PaliGemma prompt and system instructions

This page describes prompt formatting and system instructions for PaliGemma models. These Gemma model variants use the same general formatting as Gemma foundation models and support a special syntax for specific image-related tasks.

Prompt format

PaliGemma models use the same prompt formatting as the Gemma foundation models they are based on. However, PaliGemma models also support a special task syntax, which is described in the next section. For more information on Gemma prompt formatting, see Gemma prompt and system instructions.

Image and text data order

When prompting PaliGemma models with text and image data, the image data must always be provided first, and then the text prompting data after it. Reversing the order of image and text prompt data, or mixing image and text data will typically generate unusable responses.

Prompt task syntax

The PaliGemma models are trained with specific prompt patterns and syntax for tasks such as object identification and image captioning. You can use this prompt task syntax to request specific behavior from the PaliGemma models as follows:

  • "cap {lang}\n": Very raw short caption (only supported by PT)
  • "caption {lang}\n": Short captions
  • "describe {lang}\n": Somewhat longer, more descriptive captions (only supported by PT)
  • "ocr": Optical character recognition (only supported by PT)
  • "answer {lang} {question}\n": Question answering about the image contents
  • "question {lang} {answer}\n": Question generation for a given answer (only supported by PT)
  • "detect {object} ; {object}\n": Locate listed objects in an image and return the bounding boxes for those objects
  • "segment {object} ; {object}\n": Locate the area occupied by the listed objects in an image to create an image segmentation for that object

The {lang} options are for language codes. PaliGemma supports language recognition for 34 different languages for task prompts with this option. You can find the list of supported languages on GitHub.

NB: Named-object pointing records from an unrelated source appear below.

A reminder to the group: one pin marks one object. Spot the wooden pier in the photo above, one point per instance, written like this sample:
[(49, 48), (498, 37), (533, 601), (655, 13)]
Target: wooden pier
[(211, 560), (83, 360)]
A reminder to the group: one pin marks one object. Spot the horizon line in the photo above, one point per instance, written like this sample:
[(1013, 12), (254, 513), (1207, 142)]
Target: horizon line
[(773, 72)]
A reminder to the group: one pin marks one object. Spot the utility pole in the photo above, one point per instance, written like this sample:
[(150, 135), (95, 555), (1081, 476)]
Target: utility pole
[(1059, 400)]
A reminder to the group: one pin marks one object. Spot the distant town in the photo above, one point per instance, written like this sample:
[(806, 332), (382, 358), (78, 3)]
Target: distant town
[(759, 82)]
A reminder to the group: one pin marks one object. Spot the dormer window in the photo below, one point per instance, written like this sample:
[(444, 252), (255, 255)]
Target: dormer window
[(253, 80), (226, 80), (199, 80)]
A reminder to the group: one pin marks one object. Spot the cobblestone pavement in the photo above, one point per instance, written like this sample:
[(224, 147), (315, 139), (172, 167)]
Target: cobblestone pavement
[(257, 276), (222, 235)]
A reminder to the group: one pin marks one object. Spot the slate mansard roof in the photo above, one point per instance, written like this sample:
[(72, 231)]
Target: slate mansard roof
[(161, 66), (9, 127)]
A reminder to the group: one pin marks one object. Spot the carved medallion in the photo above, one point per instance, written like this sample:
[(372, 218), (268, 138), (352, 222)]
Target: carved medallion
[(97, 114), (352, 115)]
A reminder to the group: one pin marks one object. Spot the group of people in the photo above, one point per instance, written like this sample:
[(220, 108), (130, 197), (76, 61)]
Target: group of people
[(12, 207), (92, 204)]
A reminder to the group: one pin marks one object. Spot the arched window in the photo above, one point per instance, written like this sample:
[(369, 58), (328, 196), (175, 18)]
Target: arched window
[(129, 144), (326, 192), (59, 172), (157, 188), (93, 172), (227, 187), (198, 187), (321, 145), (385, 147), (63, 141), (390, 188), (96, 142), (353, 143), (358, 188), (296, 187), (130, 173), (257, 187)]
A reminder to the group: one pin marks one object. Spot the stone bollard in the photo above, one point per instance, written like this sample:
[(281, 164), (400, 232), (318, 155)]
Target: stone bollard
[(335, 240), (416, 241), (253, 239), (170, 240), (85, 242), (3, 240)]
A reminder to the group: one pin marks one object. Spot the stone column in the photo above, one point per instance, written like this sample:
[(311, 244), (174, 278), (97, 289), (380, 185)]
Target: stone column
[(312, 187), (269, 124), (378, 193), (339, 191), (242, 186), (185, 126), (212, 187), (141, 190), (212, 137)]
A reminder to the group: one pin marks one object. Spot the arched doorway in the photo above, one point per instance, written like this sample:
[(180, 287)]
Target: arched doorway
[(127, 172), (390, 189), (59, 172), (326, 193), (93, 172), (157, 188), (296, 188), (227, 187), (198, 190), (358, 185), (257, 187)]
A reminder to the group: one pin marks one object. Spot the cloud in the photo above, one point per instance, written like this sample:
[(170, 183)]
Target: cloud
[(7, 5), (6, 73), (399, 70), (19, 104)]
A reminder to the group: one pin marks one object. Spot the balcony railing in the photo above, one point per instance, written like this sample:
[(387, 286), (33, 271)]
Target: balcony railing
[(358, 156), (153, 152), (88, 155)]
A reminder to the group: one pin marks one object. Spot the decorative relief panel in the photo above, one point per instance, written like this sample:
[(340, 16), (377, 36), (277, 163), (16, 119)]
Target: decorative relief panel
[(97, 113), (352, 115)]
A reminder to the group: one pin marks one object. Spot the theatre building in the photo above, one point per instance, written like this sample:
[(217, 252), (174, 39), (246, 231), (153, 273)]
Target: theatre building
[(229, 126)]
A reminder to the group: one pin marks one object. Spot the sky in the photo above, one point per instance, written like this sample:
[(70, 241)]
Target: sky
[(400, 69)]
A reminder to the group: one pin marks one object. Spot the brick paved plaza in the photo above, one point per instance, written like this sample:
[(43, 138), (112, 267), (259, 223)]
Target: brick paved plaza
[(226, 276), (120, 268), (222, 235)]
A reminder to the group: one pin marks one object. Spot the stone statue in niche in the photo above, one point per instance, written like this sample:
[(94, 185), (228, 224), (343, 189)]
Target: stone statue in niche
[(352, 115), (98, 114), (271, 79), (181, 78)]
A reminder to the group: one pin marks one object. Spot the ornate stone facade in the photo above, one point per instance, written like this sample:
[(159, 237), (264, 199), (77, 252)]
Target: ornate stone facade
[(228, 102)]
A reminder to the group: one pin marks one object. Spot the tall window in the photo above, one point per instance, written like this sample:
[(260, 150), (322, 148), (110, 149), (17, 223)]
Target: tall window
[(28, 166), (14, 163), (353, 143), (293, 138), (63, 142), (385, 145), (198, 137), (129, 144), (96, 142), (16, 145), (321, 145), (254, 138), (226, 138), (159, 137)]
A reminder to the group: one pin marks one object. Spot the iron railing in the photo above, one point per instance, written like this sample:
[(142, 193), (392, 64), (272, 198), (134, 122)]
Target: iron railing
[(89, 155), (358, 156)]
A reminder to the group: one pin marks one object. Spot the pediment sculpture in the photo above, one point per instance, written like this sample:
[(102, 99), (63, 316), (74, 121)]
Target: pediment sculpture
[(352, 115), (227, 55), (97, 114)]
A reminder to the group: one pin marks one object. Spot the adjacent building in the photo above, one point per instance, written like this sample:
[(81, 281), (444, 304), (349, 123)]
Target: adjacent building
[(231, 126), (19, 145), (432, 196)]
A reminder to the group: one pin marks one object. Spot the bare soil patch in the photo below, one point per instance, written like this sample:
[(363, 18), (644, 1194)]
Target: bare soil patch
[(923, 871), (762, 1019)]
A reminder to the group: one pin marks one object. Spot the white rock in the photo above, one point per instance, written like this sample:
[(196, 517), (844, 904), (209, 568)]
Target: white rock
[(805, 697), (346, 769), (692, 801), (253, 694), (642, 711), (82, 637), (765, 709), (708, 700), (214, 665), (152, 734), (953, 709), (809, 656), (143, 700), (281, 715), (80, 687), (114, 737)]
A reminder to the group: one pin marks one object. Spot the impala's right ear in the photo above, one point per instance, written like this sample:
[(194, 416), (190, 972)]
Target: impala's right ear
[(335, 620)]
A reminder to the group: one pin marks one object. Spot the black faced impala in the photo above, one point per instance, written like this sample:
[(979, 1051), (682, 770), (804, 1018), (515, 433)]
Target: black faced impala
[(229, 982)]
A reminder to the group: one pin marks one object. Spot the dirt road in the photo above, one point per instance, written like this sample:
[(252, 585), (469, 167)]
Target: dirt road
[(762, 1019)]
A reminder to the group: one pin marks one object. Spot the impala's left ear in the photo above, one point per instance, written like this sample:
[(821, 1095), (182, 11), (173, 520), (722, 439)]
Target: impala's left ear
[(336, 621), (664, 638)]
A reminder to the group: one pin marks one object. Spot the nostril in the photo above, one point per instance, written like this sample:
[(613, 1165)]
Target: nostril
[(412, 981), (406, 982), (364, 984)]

For a detailed code examples showing how to use this syntax, see the Generate PaliGemma output with Keras tutorial.

Prompting with natural language

Although the syntax in the previous section is recommended, the mix models also support natural language for many of the tasks. For example, "describe this image briefly" or "what is this text" will still work even if not prompted with the exact syntax.

Batched prompt commands

You can provide more than one prompt command within a single prompt as a batch of instructions. Each prompt command must end with a \n character. The following example demonstrates how to structure your prompt text to provide multiple instructions.

prompts = [
    'answer en where is the cow standing?\n',
    'answer en what color is the cow?\n',
    'describe en\n',
    'detect cow\n',
    'segment cow\n',
]
images = [cow_image, cow_image, cow_image, cow_image, cow_image]
outputs = paligemma.generate(
    inputs={
        "images": images,
        "prompts": prompts,
    }
)
for output in outputs:
    print(output)

System instructions

The PaliGemma models don't support any additional system instructions beyond the Gemma system instructions from the foundation models they are based on.